Sin embargo, como se ha planteado en muy diversos momentos y espacios, ante el devenir de una tecnología cada vez más desarrollada que ha propiciado la rapidez en la propagación de la información y, por consiguiente, la irrupción de las redes sociales, las reglas de ese juego han cambiado drásticamente. Así, bastó con abrir las redes sociales para que lo ominoso terminara por envolvernos gracias a una imagen abominable y que sólo es un referente del salvajismo que, día con día, se impone en las calles, en las casas, en el transporte público, en los lugares de trabajo. En nuestra vida.
Suele decirse que el lenguaje tiene límites que son infranqueables y, quizá, es cuando entendemos que la imagen adquiere un poder que nos enmudece y hace eco en nuestro espíritu esa suerte de estruendo silencioso y de lo indescriptible. Quizá hablar de lo abominable y terrorífico se queda corto cuando observamos el cuerpo sin vida –y mutilado– de Alejandro Arcos Galán, asesinado el fin de semana pasado, a tan sólo seis días de rendir protesta como alcalde de Chilpancingo. Sí, dos palabras que apenas describen el horror y son como un simple boceto del salvajismo al que gradualmente nos hemos acostumbrado. Imágenes que, con su propio lenguaje, nos hablan de ese callejón sin salida en el que nos encontramos, como sociedad y seres humanos.
Más allá de la especulación y los intentos por imponer una narrativa afín al gobierno en turno –expertos en crear brumas que desorienten el análisis y la atención– en el que no se ponga en la mesa de los cuestionamientos a la nueva administración ni al gobierno local, es necesario subrayar lo que experimentamos, como individuos, cuando una noticia así, cuando ese tipo de imágenes pueden acompañar los momentos más íntimos y cotidianos de la vida. Y todo lo que nos hemos permitido aceptar y asimilar –como parte de lo que ocurre diariamente desde hace algunos años–, con la brevedad del horror que se afinca en el patio vecino: desde aquellas imágenes de personas colgadas en los puentes o arrojadas a las calles hasta la decapitación de Arcos Galán hemos transitado un siniestro camino del que no será fácil retornar cuando la apología de la violencia genera un buen mercado.

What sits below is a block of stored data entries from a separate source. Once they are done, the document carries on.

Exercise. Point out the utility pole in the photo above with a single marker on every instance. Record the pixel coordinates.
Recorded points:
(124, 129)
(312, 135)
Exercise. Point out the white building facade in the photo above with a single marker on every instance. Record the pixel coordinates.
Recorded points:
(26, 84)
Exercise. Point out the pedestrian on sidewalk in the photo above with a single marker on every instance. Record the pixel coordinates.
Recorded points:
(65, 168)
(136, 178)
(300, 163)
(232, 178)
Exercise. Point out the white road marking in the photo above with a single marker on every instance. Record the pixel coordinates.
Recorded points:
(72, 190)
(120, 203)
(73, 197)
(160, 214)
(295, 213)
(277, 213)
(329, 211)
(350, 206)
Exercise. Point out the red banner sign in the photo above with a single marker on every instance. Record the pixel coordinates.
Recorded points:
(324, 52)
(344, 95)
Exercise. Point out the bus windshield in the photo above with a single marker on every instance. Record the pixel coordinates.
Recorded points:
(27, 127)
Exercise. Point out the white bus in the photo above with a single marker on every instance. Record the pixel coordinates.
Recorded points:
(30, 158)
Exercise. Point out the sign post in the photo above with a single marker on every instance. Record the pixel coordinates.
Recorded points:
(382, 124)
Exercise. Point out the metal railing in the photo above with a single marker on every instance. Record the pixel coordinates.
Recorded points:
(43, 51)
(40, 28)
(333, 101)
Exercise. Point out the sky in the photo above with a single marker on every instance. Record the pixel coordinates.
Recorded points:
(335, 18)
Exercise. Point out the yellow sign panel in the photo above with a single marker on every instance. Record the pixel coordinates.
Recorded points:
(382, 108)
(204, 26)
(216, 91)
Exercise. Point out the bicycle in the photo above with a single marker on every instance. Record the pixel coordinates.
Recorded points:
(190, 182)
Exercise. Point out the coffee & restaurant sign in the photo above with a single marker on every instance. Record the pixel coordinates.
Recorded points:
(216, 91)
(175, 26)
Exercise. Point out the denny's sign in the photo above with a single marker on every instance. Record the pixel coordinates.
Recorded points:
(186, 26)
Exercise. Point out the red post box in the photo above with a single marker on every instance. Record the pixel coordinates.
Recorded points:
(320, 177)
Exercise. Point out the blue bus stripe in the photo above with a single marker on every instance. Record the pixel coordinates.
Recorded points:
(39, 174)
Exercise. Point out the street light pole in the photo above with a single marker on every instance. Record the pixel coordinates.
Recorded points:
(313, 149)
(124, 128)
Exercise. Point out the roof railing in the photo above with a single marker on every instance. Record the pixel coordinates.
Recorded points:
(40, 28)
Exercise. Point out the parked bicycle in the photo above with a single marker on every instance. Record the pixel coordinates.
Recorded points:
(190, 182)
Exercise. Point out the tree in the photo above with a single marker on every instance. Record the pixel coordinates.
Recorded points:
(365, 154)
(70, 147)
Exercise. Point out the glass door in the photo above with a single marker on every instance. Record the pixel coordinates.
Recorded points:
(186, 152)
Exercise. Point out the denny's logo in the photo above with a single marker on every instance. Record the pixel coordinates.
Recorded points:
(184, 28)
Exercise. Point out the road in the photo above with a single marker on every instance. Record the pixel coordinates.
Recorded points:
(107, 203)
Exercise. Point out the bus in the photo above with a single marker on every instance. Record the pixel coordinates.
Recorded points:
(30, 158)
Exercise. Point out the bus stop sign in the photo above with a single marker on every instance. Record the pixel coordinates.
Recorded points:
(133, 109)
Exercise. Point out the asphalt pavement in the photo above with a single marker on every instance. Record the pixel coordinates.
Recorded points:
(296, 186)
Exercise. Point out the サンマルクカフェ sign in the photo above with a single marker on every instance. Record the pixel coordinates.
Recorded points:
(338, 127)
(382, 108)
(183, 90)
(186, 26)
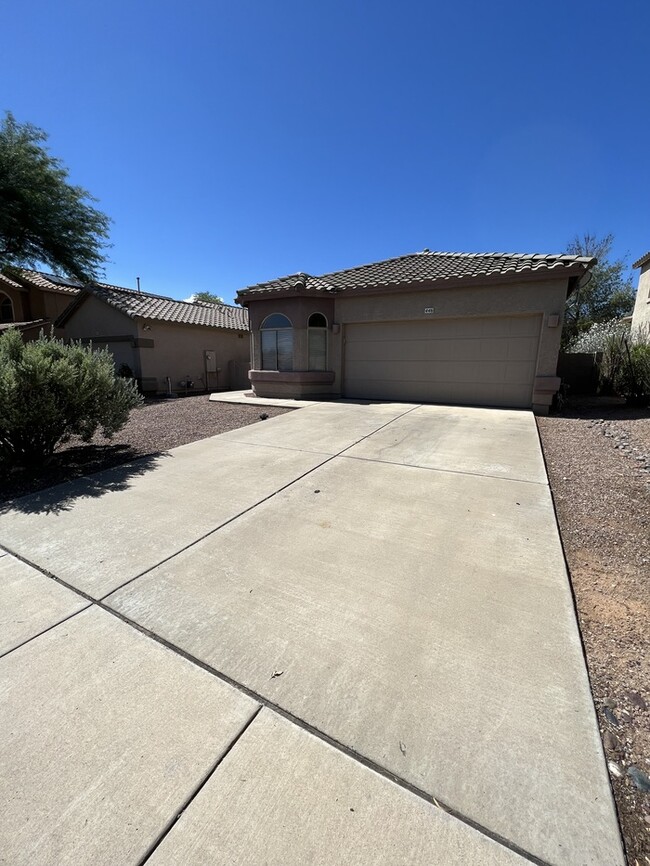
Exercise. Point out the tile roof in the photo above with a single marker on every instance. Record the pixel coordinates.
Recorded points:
(24, 326)
(422, 267)
(52, 283)
(144, 305)
(7, 281)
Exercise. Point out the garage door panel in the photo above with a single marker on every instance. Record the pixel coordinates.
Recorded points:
(487, 361)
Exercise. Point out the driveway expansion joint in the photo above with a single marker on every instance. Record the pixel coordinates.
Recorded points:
(446, 471)
(198, 788)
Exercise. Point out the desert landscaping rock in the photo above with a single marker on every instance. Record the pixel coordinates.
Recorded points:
(636, 700)
(603, 511)
(639, 778)
(611, 742)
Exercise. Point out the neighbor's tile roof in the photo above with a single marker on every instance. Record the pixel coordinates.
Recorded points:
(146, 306)
(12, 283)
(421, 267)
(24, 326)
(52, 283)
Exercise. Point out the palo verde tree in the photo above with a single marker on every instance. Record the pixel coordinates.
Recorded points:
(608, 295)
(43, 218)
(207, 298)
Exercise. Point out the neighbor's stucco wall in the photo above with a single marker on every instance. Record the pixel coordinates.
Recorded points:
(641, 314)
(178, 352)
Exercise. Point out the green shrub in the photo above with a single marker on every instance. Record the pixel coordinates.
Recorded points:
(50, 391)
(625, 368)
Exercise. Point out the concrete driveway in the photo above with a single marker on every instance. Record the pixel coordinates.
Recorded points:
(344, 635)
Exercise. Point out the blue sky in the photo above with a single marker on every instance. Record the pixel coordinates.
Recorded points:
(233, 142)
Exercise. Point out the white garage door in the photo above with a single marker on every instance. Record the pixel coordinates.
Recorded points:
(477, 361)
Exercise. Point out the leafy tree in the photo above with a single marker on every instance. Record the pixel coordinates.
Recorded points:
(50, 391)
(207, 298)
(43, 218)
(609, 294)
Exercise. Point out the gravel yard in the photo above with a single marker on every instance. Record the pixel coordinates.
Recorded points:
(154, 427)
(598, 461)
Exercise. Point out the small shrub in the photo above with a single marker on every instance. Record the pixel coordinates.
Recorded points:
(50, 391)
(595, 338)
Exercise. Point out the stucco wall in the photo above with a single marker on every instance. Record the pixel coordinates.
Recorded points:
(19, 301)
(543, 297)
(641, 315)
(178, 352)
(94, 318)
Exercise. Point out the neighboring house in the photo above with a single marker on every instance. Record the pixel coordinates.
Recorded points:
(31, 301)
(166, 345)
(641, 314)
(466, 328)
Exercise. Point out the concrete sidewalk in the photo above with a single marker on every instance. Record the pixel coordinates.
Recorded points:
(364, 651)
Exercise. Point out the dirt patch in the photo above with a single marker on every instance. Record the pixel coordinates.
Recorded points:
(598, 460)
(153, 428)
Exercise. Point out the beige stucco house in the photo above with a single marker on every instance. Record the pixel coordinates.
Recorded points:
(466, 328)
(641, 314)
(167, 345)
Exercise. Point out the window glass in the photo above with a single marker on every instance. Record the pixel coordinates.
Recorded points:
(276, 336)
(317, 337)
(269, 350)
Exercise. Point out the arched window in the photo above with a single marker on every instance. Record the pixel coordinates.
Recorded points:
(6, 308)
(276, 332)
(317, 337)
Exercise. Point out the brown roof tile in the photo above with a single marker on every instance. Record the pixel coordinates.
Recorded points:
(51, 283)
(421, 267)
(144, 305)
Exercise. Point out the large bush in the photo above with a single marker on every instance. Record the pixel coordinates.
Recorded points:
(50, 391)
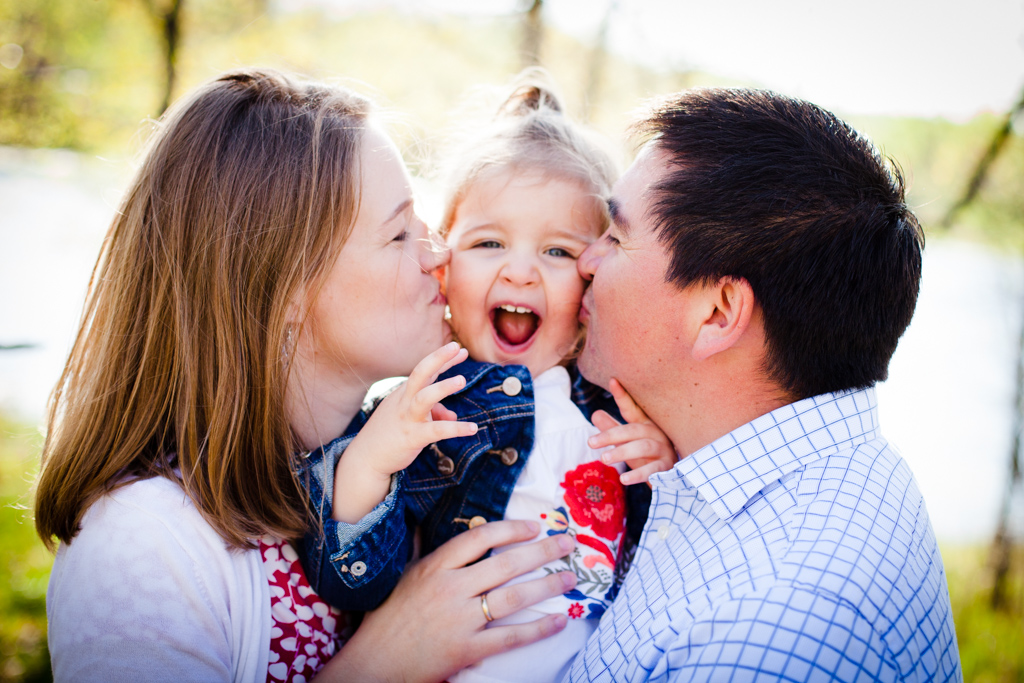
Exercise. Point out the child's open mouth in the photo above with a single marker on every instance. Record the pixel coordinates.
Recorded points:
(514, 325)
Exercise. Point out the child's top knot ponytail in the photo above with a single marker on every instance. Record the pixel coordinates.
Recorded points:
(531, 91)
(528, 132)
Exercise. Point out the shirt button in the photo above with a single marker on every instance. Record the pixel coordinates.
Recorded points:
(445, 465)
(511, 386)
(509, 456)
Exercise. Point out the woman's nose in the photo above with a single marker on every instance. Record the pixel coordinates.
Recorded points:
(434, 254)
(591, 258)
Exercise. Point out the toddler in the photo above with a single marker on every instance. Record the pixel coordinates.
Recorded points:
(507, 431)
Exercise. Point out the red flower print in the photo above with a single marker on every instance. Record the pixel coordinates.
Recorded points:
(595, 498)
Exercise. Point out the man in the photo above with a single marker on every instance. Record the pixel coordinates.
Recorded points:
(759, 271)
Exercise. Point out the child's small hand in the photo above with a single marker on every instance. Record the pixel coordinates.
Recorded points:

Hay mucho por hacer y, que se subraye, eso no dependerá del discurso oficial y sus cuestionables políticas educativas y culturales: en realidad el protagonismo radicará en una sociedad que tome las riendas de un proceso civilizatorio a través de la educación.
Por cierto, también es necesario enfatizar y grabar en la memoria de la ignominia, uno de los ejemplos que retrata lo que ha sido el discurso oficial ante la violencia, los asesinatos y los cuestionamientos que se derivan de esta realidad: que no se olviden las palabras del gobernador oficialista Cuitláhuac García quien, al hablar del terrible asesinato del artista Víctor Muro, intentó armar una serie de malabares que lo llevaron a descalificar y minimizar semejante acto de la barbarie al menospreciar su profesión. Quizá también valdría la pena traer a este capítulo de la memoria las palabras del gobernador Rubén Rocha Moya al referirse al asesinato de Juan Carlos Sánchez –consumado el 21 de septiembre– como “un caso de daño colateral”. Así podríamos enumerar y citar las diversas ocasiones en las que se terminó por imponer la retórica del funambulismo que ejecuta suertes entre el oprobio y lo absurdo.
¿Hasta cuándo dejaremos de quebrantar los límites de la civilización y permitir que lo ominoso se siente en nuestra mesa arrebatándonos la respiración? Así es, cuando comprendamos que el futuro no se cifra en un gobierno que ha montado –al menos así fue durante el sexenio anterior– su propia retórica de la evasión creando realidades alternas. Tenemos mucho trabajo por delante.